- As companies prepare for the California Consumer Protection Act (CCPA) to go into effect Jan. 1, 2020, the state's Attorney General Xavier Becerra released draft regulations for compliance. The attorney general's office can begin enforcing CCPA in July, six months after its enactment.
- The regulation requires businesses confirm a consumer's request to know or delete data within 10 days of receiving an inquiry. Businesses have to act on the request within a 45-day period, "regardless of time required to verify the request," according to the draft regulations.
- The regulations are broad-sweeping in identifying those who need to be compliant. Under the Civil Code section, any person or entity that provides services to a person or organization "shall be deemed a service provider for the purposes of the CCPA," according to the document.
While the road to data privacy legislation in the U.S. is nowhere near complete, California started paving it in 2018. Currently there's no federal data privacy law in sight, so state governments are picking up the slack.

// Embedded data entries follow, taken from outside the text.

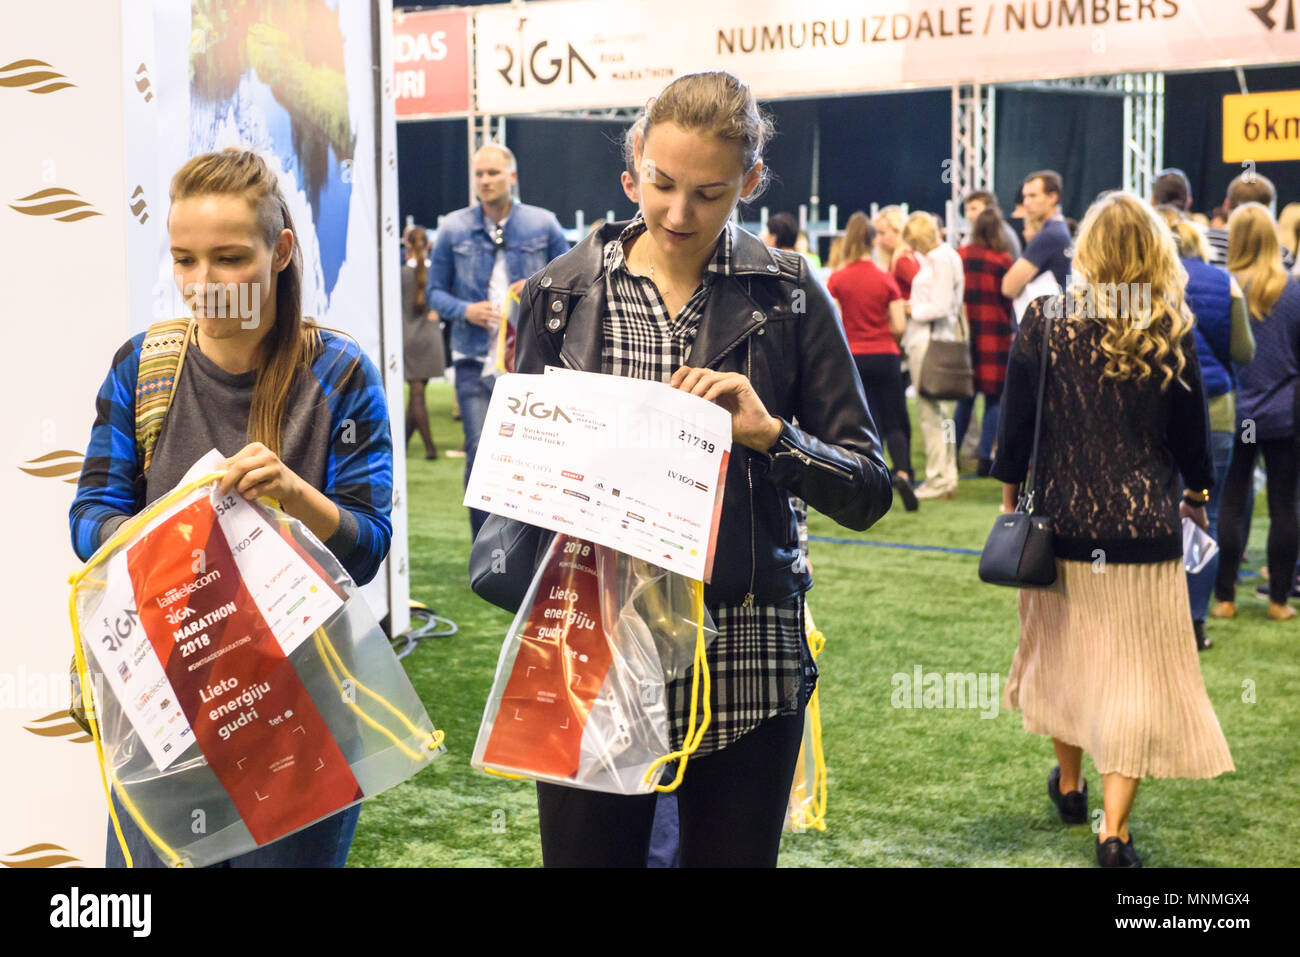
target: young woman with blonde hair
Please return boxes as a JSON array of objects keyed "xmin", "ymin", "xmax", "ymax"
[
  {"xmin": 71, "ymin": 147, "xmax": 394, "ymax": 867},
  {"xmin": 901, "ymin": 210, "xmax": 963, "ymax": 499},
  {"xmin": 1152, "ymin": 205, "xmax": 1253, "ymax": 649},
  {"xmin": 1277, "ymin": 201, "xmax": 1300, "ymax": 261},
  {"xmin": 873, "ymin": 204, "xmax": 920, "ymax": 298},
  {"xmin": 992, "ymin": 191, "xmax": 1233, "ymax": 868},
  {"xmin": 1212, "ymin": 203, "xmax": 1300, "ymax": 621},
  {"xmin": 473, "ymin": 72, "xmax": 894, "ymax": 867}
]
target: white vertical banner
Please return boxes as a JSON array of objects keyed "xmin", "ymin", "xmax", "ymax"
[
  {"xmin": 121, "ymin": 0, "xmax": 161, "ymax": 332},
  {"xmin": 130, "ymin": 0, "xmax": 398, "ymax": 625},
  {"xmin": 377, "ymin": 0, "xmax": 411, "ymax": 638},
  {"xmin": 0, "ymin": 0, "xmax": 131, "ymax": 869}
]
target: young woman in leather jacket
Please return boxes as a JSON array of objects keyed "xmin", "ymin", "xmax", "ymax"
[{"xmin": 474, "ymin": 72, "xmax": 893, "ymax": 867}]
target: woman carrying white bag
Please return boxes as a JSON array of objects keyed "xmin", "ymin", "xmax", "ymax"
[
  {"xmin": 472, "ymin": 72, "xmax": 895, "ymax": 867},
  {"xmin": 69, "ymin": 149, "xmax": 395, "ymax": 867}
]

In the interim, the Federal Trade Commission (FTC) is seeking greater authority from Congress to pursue data misuse cases. While the FTC can't act in the same way GDPR's data watchdogs can in terms of penalties, there are exceptions.
In July the FTC handed Facebook a $5 billion fine, nearly 20 times greater than the amount of a privacy or data security penalty "ever imposed worldwide."
Still, the FTC largely lacks the muscle needed to enforce data privacy. The CCPA, as of right now, has the opportunity to provide that muscle.
California legislators were crafting the CCPA right before GDPR went into effect last year. Though not directly modeled after the European Union's regulation, the CCPA is largely considered the first step toward a comprehensive law in the U.S.
The expectation for GDPR is not perfection, but its initial fines put a spotlight on how seriously companies are taking compliance. Does a business have the relevant protective measures in place? If the answer is no, a greater fine could be determined.
U.S. companies adopted a lot of GDPR's policies, whether or not they have business in the European Union, as they prepare for a U.S. version.